Use of Bag of words technique & Random Forest algorithm to identify spam comments
使用词袋技术和随机森林算法识别垃圾邮件评论
As, you are on this page, I am assuming that you have completed your Machine Learning course & further looking to implement your skills.
就像您在此页面上一样,我假设您已经完成了机器学习课程,并且进一步寻求实现自己的技能。
Well then, “YouTube spam comment detector” is a great way to start & get your hands dirty.

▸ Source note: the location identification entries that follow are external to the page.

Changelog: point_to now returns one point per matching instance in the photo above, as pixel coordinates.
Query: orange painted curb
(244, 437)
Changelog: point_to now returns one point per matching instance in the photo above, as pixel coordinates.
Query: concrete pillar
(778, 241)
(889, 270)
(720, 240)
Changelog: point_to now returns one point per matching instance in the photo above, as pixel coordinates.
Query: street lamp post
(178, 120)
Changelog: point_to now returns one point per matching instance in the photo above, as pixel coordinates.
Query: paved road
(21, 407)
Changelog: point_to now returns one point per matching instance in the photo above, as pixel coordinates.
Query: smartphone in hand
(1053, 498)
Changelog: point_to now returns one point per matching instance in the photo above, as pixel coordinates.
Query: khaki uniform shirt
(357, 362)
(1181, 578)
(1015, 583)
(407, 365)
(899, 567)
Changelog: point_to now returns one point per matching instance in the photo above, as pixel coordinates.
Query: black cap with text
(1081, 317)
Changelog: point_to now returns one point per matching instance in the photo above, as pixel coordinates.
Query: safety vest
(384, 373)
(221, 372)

那么,“ YouTube垃圾邮件评论检测器”是一种很好的开始方式,可以使您的双手变得肮脏。
前提条件 (PRE-REQUISITES)
> Familiarity with Python> Working knowledge of Random Forest algorithm and Bag of words model will be a plus. In any case, I will be explaining these terms as we move ahead
>熟悉Python>具有Random Forest算法和Bag of Words模型的工作知识将是一个加分。 无论如何,我将在前进的过程中解释这些术语
数据集 (THE DATA SET)
The dataset is pretty straightforward, it contains 2,000 comments from popular Youtube videos, The dataset is formatted in a way where each row has a comment followed by a value marked as 1 or 0 for spam or not spam,
该数据集非常简单,包含来自YouTube热门视频的2,000条评论,该数据集的格式设置为每一行都有评论,后跟一个标记为1或0的垃圾邮件或非垃圾邮件的值,
The dataset can be downloaded from this website
数据集可以从该网站下载
http://archive.ics.uci.edu/ml/datasets/YouTube+Spam+Collection
http://archive.ics.uci.edu/ml/datasets/YouTube+Spam+Collection
While on the website, click on the Data Folder directory, Scrolling below will give a brief description of the dataset.
在网站上时,单击“数据文件夹”目录,下面滚动将简要描述数据集。
Further ahead, click on the 2nd directory i.e, Youtube-Spam-Collection-v1 Extract all the files in a folder.
再往前,单击第二个目录,即Youtube-Spam-Collection-v1提取文件夹中的所有文件。
I
一世
The coding part will be performed in Spyder, although you are free to choose an IDE of your choice as long as it supports Python.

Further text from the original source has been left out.